Tuesday, June 09, 2015

Who cares for the public trust?

The story of Lewis Blackman's untimely and unnecessary death always leaves an empty feeling in the hearts of our Telluride Patient Safety Camp participants--especially when they read his mother's summation above.  It also leaves them with tremendous admiration for Helen Haskell, who has used this terrible experience to help the next generation of doctors and nurses reduce preventable harm in hospitals.

The case is bad enough in itself, but how much more of an insult to the family was the publication of an article in a medical journal.  As I have noted:

Less than a year later, an article was published in the Journal of Pediatric Surgery (J Pediatr Surg. 2001 Aug;36(8):1266-8.), authored by Lewis' surgeon and others.  The authors described the application of the minimally invasive surgical technique used for Lewis.  They pointed out that in 20 cases studied:

"Average length of stay was 5.5 days. There were no early complications. Mean follow-up was 12 months. . . . One patient had a prolonged hospital stay of 7 days because of postoperative pain."

How could these study results be correct when Lewis had died the previous November, just a few days after the surgery?

We have to assume that the sampling of patients used by the authors ended in a manner that excluded Lewis' case.  

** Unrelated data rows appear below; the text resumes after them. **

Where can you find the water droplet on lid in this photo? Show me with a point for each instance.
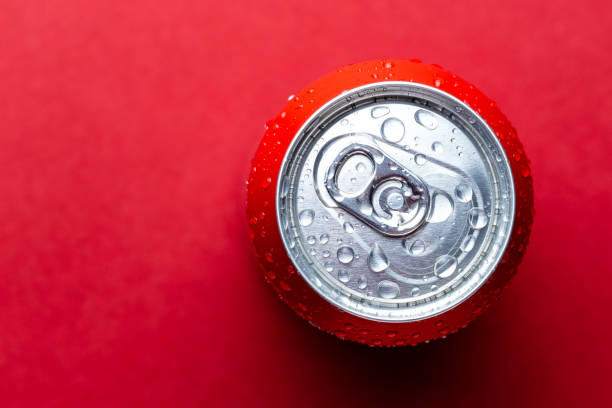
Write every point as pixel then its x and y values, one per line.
pixel 344 276
pixel 415 248
pixel 377 259
pixel 306 217
pixel 468 243
pixel 420 159
pixel 379 112
pixel 387 289
pixel 393 130
pixel 463 192
pixel 284 187
pixel 478 218
pixel 442 208
pixel 345 254
pixel 426 119
pixel 445 266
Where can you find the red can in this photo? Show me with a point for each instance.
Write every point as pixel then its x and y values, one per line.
pixel 389 202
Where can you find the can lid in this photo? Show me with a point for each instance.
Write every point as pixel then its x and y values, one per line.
pixel 395 201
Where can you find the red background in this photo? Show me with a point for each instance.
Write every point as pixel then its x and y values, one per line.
pixel 126 274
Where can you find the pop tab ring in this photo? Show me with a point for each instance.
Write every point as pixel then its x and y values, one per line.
pixel 429 218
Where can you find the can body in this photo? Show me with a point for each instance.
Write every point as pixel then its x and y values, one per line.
pixel 389 203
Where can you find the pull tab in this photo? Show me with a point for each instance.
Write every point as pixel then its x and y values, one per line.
pixel 377 190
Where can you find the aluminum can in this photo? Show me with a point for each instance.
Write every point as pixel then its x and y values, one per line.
pixel 389 202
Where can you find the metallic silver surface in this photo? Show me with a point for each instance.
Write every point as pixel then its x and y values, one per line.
pixel 396 201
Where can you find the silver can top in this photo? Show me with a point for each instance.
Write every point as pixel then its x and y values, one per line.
pixel 395 201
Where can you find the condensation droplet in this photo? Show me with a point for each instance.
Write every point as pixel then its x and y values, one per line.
pixel 415 248
pixel 387 289
pixel 442 208
pixel 377 259
pixel 463 192
pixel 426 119
pixel 468 243
pixel 344 275
pixel 284 187
pixel 393 130
pixel 306 217
pixel 478 218
pixel 345 254
pixel 445 266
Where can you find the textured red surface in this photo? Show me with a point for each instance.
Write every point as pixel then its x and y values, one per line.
pixel 261 210
pixel 127 276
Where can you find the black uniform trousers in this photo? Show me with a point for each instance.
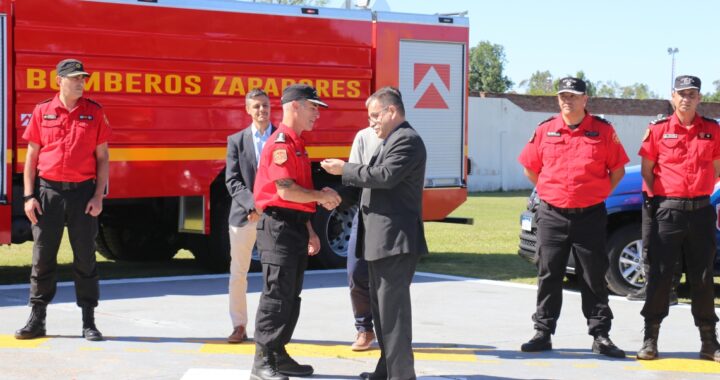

Helen brought this issue to the attention of the editor of the JPS:

You may imagine my surprise when I read the opening sentence in the results section of this article, "There were no deaths either after the MIRPE or the MRR." Lewis was a healthy child who died as a result of complications of the pain management regimen for the MIRPE procedure. Pain management has been a major problem for this procedure. While there were certainly standard of care issues involved in his death, that surely can be the case with any surgical complication, in any institution. This outcome can by no stretch of the imagination be considered irrelevant to a discussion of complications of this surgery.

The retrospective chart review in this study was structured so as to terminate four weeks before Lewis' surgery. While this may technically provide a rationale for failing to mention what can hardly be considered an inconsequential complication, it cannot help but raise questions about the intention of the authors, three of whom were intimately aware of Lewis' case. 

The response was vacuous, with:

the editor saying the article had been "peer reviewed by three editorial consultants." He acknowledged that "the patients in the study . . . preceded the date of your son's experience," but "based on the information you have provided, the content of [the] manuscript would not be altered."

I mention this aspect of the Blackman case again because I have seen too many similar examples--  cases in which an ambitious surgeon with a new technique or using new equipment takes on a case without providing full disclosure to the patient or family about the potential for increased risk compared to proven methods.  Some hospitals are complicit in promoting such "experiments" by not requiring IRB approval (i.e., human subjects review) or approval by some peer ethics committee.  They (surgeon and hospital) do this for business reasons, to offer themselves in a competitive marketplace as having "the latest and the best."  The surgeon then writes an article proclaiming the success of the new procedure, but that article seldom or ever looks at the long-term consequences, and it never indicates why--in terms of risk to the patient--the new procedure went forth in the first place.

Even in an era of increased patient advocacy, we can't expect the Helen Haskell's of the world to take on surgical or other specialist societies and their associated journals.  Absent action by the doctors or hospitals themselves to apply appropriate standards, it lies with regulatory agencies or the press to publicize these ethical lapses.  To date, in my judgment, both groups have often failed in their protection of the public trust.

1 comment:

Anonymous said...

I know of Helen Haskell. It doesn't surprise me. I had the same issue. I would love to produce the evidence I have as to how many questions there are in what the administration has done, and other government agencies appearing to be complicit in not asking the questions and holding the appropriate people accountable. That goes for the state medical board, the government departments and the HHS/OIG. When the HHS/OIG blatantly refused to investigate, after given evidence, you have to wonder why they did that.